The National Information Technology Development Agency (NITDA) has warned Nigerians to be mindful of a new malicious malware, ‘OV3R_Stealer’, aimed at attacking Facebook users.
This is contained in an advisory released in Abuja on Monday by the agency’s Head, Corporate Affairs and External Relations, Mrs. Hadiza Umar.
“A new threat, known as Ov3R_Stealer malware, has emerged, targeting users on Facebook and spreading through deceptive job advertisements and fake accounts.
“Users become infected by clicking on these malicious advertisement links.
“The malware employs various execution methods to extract sensitive data from victims," an NITDA spokesperson said.
According to her, the Ov3R_Stealer malware can also be used as a dropper for other malware, including ransomware.

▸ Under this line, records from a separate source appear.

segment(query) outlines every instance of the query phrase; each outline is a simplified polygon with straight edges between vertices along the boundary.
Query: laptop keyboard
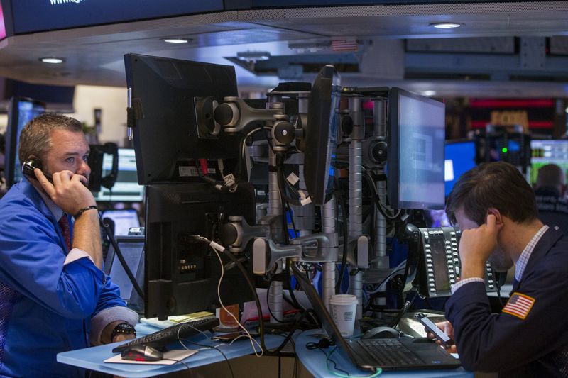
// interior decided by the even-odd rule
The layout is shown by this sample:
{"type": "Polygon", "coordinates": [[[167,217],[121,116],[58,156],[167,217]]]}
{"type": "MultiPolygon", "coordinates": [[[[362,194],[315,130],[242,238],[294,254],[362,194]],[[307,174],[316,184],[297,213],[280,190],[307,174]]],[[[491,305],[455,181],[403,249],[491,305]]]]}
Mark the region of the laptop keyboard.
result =
{"type": "Polygon", "coordinates": [[[424,365],[414,352],[395,338],[359,340],[357,344],[373,356],[377,366],[424,365]]]}

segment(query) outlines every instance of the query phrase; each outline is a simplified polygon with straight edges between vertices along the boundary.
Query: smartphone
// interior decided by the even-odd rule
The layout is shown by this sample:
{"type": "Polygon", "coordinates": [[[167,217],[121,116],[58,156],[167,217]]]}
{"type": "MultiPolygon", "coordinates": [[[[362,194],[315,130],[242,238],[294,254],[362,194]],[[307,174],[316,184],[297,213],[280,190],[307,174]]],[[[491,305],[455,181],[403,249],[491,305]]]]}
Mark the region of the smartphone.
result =
{"type": "Polygon", "coordinates": [[[454,343],[449,336],[444,333],[444,331],[439,329],[437,326],[434,324],[434,322],[430,320],[427,316],[423,313],[417,313],[416,319],[420,321],[425,328],[426,330],[431,332],[436,335],[436,338],[442,342],[444,345],[449,345],[454,343]]]}

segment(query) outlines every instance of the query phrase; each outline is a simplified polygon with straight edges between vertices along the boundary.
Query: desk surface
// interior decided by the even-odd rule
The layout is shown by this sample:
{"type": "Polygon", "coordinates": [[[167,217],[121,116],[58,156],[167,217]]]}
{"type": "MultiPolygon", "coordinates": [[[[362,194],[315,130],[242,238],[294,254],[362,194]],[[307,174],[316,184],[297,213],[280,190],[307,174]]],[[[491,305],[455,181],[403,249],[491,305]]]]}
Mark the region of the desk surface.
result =
{"type": "MultiPolygon", "coordinates": [[[[306,344],[310,341],[317,342],[318,338],[311,336],[314,333],[317,333],[317,330],[309,330],[302,332],[300,335],[296,338],[296,354],[300,358],[300,360],[304,365],[305,368],[316,377],[334,377],[334,375],[329,369],[333,369],[333,364],[329,363],[328,368],[326,363],[327,354],[329,354],[335,347],[330,347],[327,349],[307,349],[306,344]]],[[[370,374],[368,372],[365,372],[357,369],[353,363],[349,360],[340,349],[337,349],[333,355],[332,355],[331,360],[337,364],[337,367],[341,370],[336,370],[338,374],[345,374],[346,372],[351,377],[356,378],[357,377],[368,377],[370,374]],[[344,372],[342,372],[342,371],[344,372]]],[[[439,370],[416,370],[416,371],[405,371],[405,372],[383,372],[380,377],[408,377],[413,378],[426,377],[434,378],[438,377],[474,377],[474,373],[466,372],[463,367],[452,369],[439,369],[439,370]]]]}
{"type": "MultiPolygon", "coordinates": [[[[158,330],[158,328],[145,324],[138,324],[136,326],[136,332],[138,336],[143,336],[148,333],[155,332],[158,330]]],[[[212,341],[210,338],[206,338],[202,335],[197,335],[190,340],[195,343],[199,343],[200,344],[214,345],[220,350],[222,350],[229,359],[253,353],[252,346],[248,339],[244,338],[242,340],[238,340],[231,345],[227,343],[212,341]]],[[[266,335],[265,336],[266,348],[270,349],[278,346],[283,340],[284,338],[279,335],[266,335]]],[[[116,353],[112,353],[112,348],[120,344],[121,343],[115,343],[114,344],[107,344],[98,347],[79,349],[59,353],[58,355],[58,362],[126,377],[153,377],[154,375],[187,369],[187,367],[182,364],[155,365],[104,362],[104,361],[105,360],[116,355],[116,353]]],[[[183,362],[190,367],[196,367],[224,360],[224,357],[218,350],[212,348],[202,348],[202,347],[197,346],[190,343],[186,343],[185,345],[190,349],[200,349],[197,353],[183,360],[183,362]]],[[[182,348],[181,345],[180,345],[180,348],[182,348]]]]}

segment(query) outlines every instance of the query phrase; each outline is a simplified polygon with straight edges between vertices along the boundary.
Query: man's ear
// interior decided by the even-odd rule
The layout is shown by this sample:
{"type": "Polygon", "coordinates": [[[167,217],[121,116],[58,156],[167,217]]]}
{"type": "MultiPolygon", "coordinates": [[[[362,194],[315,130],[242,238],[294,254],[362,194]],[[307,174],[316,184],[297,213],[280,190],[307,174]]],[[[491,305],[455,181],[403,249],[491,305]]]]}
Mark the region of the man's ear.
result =
{"type": "Polygon", "coordinates": [[[490,207],[487,209],[487,216],[492,215],[495,216],[495,224],[498,228],[501,228],[503,225],[503,216],[501,212],[494,207],[490,207]]]}

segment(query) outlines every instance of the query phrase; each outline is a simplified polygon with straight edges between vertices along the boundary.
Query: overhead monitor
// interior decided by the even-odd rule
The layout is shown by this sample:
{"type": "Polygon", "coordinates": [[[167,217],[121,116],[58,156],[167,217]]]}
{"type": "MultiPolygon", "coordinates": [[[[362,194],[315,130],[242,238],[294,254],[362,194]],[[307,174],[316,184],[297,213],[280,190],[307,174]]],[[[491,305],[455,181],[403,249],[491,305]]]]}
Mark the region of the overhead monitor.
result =
{"type": "Polygon", "coordinates": [[[304,177],[307,192],[316,205],[325,203],[326,194],[333,185],[339,90],[339,75],[333,66],[327,65],[320,71],[310,94],[304,177]]]}
{"type": "Polygon", "coordinates": [[[446,196],[462,174],[476,166],[474,140],[448,140],[445,146],[446,196]]]}
{"type": "Polygon", "coordinates": [[[21,165],[18,157],[20,134],[32,119],[45,112],[45,105],[31,99],[13,97],[8,108],[8,126],[6,130],[4,172],[8,187],[22,178],[21,165]]]}
{"type": "Polygon", "coordinates": [[[224,159],[230,172],[241,136],[221,130],[200,137],[195,104],[206,97],[221,102],[237,96],[234,67],[134,54],[126,55],[124,62],[138,183],[200,181],[198,159],[224,159]]]}
{"type": "Polygon", "coordinates": [[[530,184],[536,184],[538,170],[547,164],[560,167],[568,179],[568,139],[531,140],[530,150],[530,165],[527,169],[530,184]]]}
{"type": "Polygon", "coordinates": [[[443,209],[445,105],[393,88],[388,92],[388,191],[399,209],[443,209]]]}
{"type": "MultiPolygon", "coordinates": [[[[252,186],[240,184],[234,193],[222,193],[205,183],[148,185],[146,204],[146,317],[165,318],[218,308],[219,260],[207,245],[191,235],[218,240],[221,214],[241,216],[255,224],[252,186]]],[[[228,257],[221,258],[225,265],[222,301],[252,300],[240,270],[228,265],[228,257]]]]}
{"type": "MultiPolygon", "coordinates": [[[[102,174],[106,176],[112,169],[112,155],[105,154],[102,160],[102,174]]],[[[98,201],[138,202],[144,200],[144,187],[138,183],[136,158],[133,148],[119,148],[119,172],[111,189],[101,187],[94,193],[98,201]]]]}

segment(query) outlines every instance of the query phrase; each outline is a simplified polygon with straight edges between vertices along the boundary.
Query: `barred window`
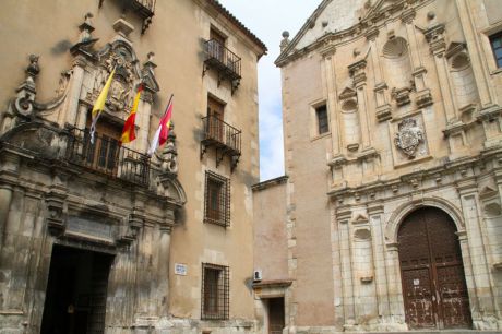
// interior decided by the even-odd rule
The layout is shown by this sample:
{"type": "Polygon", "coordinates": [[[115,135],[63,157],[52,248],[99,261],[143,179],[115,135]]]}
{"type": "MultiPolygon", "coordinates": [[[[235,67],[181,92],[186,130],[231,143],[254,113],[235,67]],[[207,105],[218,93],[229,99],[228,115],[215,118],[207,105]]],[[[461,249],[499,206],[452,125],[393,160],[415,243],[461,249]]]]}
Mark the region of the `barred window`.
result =
{"type": "Polygon", "coordinates": [[[502,32],[490,36],[490,44],[495,57],[497,67],[502,68],[502,32]]]}
{"type": "Polygon", "coordinates": [[[326,105],[315,108],[315,116],[318,117],[318,132],[319,134],[326,133],[330,131],[327,123],[327,108],[326,105]]]}
{"type": "Polygon", "coordinates": [[[230,286],[228,272],[228,266],[202,263],[202,319],[228,319],[230,305],[230,286]]]}
{"type": "Polygon", "coordinates": [[[204,223],[230,226],[230,180],[217,174],[205,174],[204,223]]]}

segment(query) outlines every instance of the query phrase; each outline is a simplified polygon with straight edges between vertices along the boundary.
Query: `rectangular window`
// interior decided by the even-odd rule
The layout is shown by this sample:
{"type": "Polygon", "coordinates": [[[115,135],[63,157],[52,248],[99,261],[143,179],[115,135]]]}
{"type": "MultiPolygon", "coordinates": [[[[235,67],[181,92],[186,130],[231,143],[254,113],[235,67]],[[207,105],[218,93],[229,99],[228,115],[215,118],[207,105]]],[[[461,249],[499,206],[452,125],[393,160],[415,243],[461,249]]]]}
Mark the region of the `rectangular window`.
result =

Umar said, “When users click on the advertisement, they will be redirected to a malicious discord URL, which executes the malware through a PowerShell script.”
Umar said the Powershell masquerades as a Windows Control Panel (CPL) file to download the malware payload from a GitHub repository.
“Ov3r_Stealer poses a significant risk by silently exfiltrating a wide range of personal and sensitive information, including geo-location (based on IP), hardware information, passwords, cookies, and credit cards, among others.
“This data is subsequently transmitted to a telegram channel where it is possibly sold or used for phishing attacks.
“There is need to ensure that users software are always updated and to avoid clicking on advertisement links, especially on social media
platforms.
“Ensure your system's antivirus is updated regularly and stay updated on new and evolving threats,” she said.